To access Touched by Your Presence you have to pass through the work Broken
Kilometer. But you might not realize this, because the only immediately
visible elements in the work are a series of small glass plates placed on
the walls a feet above the floor. In a replay of Walter de Maria's broken
kilometer in New York City Recke has "drawn" a one kilometer long laser line
from one end of the gallery space to the other. Parts of the laser line will
only appear if someone accidently blows smoke at it and as such the broken
kilometer remains an imaginary size. The work is an example of Recke's
humorous, yet serious twists of the monumental aesthetics of Land Art and
minimalism. Like the artists of these two movements he is interested in
increasing the viewer's level of perceptual consciousness, yet he is too
humble to embrace their aesthetics in full scale. So instead of making a
work that fills the gallery space his laser line lets the viewer fill it and
reconsider the distances and dimensions within it.
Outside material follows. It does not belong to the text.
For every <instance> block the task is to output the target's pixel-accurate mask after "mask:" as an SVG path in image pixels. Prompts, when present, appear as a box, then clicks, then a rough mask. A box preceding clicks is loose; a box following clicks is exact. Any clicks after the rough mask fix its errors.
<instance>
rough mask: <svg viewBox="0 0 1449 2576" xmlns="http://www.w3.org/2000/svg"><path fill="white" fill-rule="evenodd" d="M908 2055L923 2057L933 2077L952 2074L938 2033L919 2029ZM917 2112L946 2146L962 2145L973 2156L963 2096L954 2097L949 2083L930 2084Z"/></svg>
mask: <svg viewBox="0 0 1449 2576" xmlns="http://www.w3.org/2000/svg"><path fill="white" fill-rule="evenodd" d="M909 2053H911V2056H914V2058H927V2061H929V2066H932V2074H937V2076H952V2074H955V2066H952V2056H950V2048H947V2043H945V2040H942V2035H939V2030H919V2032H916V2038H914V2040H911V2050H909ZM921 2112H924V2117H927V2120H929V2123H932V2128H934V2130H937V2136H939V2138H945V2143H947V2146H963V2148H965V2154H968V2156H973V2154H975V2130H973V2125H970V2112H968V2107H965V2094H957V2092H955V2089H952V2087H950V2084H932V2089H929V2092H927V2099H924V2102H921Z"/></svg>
He shifts the focus from
the exhibited object to the gallery space as a transformative, physical
site. Feel free to take a walk.
Or you can take a look out the window from Recke's own living room where he
works that he has inserted into the gallery windows facing the street. The
window is more than a biographical documentation, since it is often looking
through this window that Recke is inspired to make new work, it offers the
viewers an opportunity to reflect upon the moment of creation. Installed at
Art Agents Gallery the window frames a piece of reality unfolding on the
street outside. Metaphorically speaking the window works as a transparent
membrane between the inside and outside and Recke is saying that this is
where art (and the art of living) begins, by paying attention to the
surrounding world and connecting it with ones inner self.
Recke is also taking a good look in a series of computer drawings made from
photographs of his friends and fellow artists in everyday situations. The
subject matter of the drawings is not the psychology of the persons depicted
but the eyes that see, in this case Recke's, and how they relate to the
persons through the drawing process.